Vielleicht inspirieren Sie ja auch unsere Lessons learned

  • Mut beweisen, spontan Ideen umsetzen, einfach mal machen, zahlt sich aus.
  • Freiraum geben und Verantwortung abgeben (auch, wenn es schwerfällt) - beides hilft, individuelle Fähigkeiten auszubauen und vorher nicht gekannte zu entdecken.
  • Fehler sind super!
  • Querdenken, flexibel sein, anders sein. Und da, wo es Sinn macht: Never change a running system. Etwas Neues bedeutet nicht, die Welt auf den Kopf zu stellen. Es bedeutet: Wir waren schon gut, werden jetzt aber noch besser.
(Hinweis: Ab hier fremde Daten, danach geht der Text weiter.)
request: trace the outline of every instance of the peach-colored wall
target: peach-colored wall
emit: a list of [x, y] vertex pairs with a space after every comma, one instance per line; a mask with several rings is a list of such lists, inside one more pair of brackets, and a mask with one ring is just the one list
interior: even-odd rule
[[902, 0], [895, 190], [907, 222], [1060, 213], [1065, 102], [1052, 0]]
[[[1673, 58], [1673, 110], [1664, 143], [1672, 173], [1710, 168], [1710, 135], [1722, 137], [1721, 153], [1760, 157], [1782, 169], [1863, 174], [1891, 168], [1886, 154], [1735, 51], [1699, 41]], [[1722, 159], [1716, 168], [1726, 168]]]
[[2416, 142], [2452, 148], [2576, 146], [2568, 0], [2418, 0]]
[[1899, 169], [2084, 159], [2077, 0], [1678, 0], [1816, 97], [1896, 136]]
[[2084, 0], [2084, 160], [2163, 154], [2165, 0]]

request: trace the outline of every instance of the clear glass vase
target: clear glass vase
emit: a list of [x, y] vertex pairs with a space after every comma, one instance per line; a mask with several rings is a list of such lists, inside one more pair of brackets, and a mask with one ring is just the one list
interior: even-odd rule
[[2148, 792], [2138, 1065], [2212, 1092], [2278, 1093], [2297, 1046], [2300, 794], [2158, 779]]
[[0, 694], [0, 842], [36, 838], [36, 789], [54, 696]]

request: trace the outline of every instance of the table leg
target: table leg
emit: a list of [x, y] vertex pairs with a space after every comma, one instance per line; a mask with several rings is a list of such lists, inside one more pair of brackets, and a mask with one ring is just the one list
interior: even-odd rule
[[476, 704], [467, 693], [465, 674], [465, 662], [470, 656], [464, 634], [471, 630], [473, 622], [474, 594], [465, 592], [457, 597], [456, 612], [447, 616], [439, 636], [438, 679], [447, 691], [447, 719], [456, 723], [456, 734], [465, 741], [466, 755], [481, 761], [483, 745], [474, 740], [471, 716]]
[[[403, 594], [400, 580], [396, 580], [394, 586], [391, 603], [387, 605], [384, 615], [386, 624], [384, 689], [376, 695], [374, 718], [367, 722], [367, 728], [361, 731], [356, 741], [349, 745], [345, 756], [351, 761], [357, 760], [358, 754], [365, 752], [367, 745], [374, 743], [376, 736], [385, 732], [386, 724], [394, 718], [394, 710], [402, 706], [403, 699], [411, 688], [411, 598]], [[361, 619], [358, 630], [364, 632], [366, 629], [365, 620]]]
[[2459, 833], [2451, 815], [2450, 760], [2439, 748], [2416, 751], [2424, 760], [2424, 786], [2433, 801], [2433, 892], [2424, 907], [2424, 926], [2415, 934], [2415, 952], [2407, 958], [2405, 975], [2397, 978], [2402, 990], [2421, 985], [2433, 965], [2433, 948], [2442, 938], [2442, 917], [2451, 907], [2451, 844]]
  • Digitale Technologien sind, richtig eingesetzt, ein wertvolles Instrument. Nicht nur, um Krisen aufzufangen. Sie sind wahre Geschenke an unsere Lebenszeit.
  • „Homeoffice“ führt NICHT dazu, dass wir weniger arbeiten.
  • Digitale Technologien können nicht alles ersetzen. Es gilt, ihre Grenzen zu erkennen und anzunehmen.
  • Digitale Technologien haben nichts, aber auch rein gar nichts mit dem Alter zu tun. Verabschieden Sie sich von diesem Gedanken.
  • Je digitaler wir agieren, desto mehr Wert bekommt das Analoge. Und damit sind keine Papierflyer gemeint. Sogenannte „menschliche Fähigkeiten“, wie Kreativität und Empathie oder das, was wir gerne als „Softskills“ bezeichnen, werden immer wichtiger.
  • Wäscheleinen haben in Videokonferenzen nichts zu suchen.
  • Und last, but not least: Digitalisierung will gestaltet werden. Tun wir ihr den Gefallen.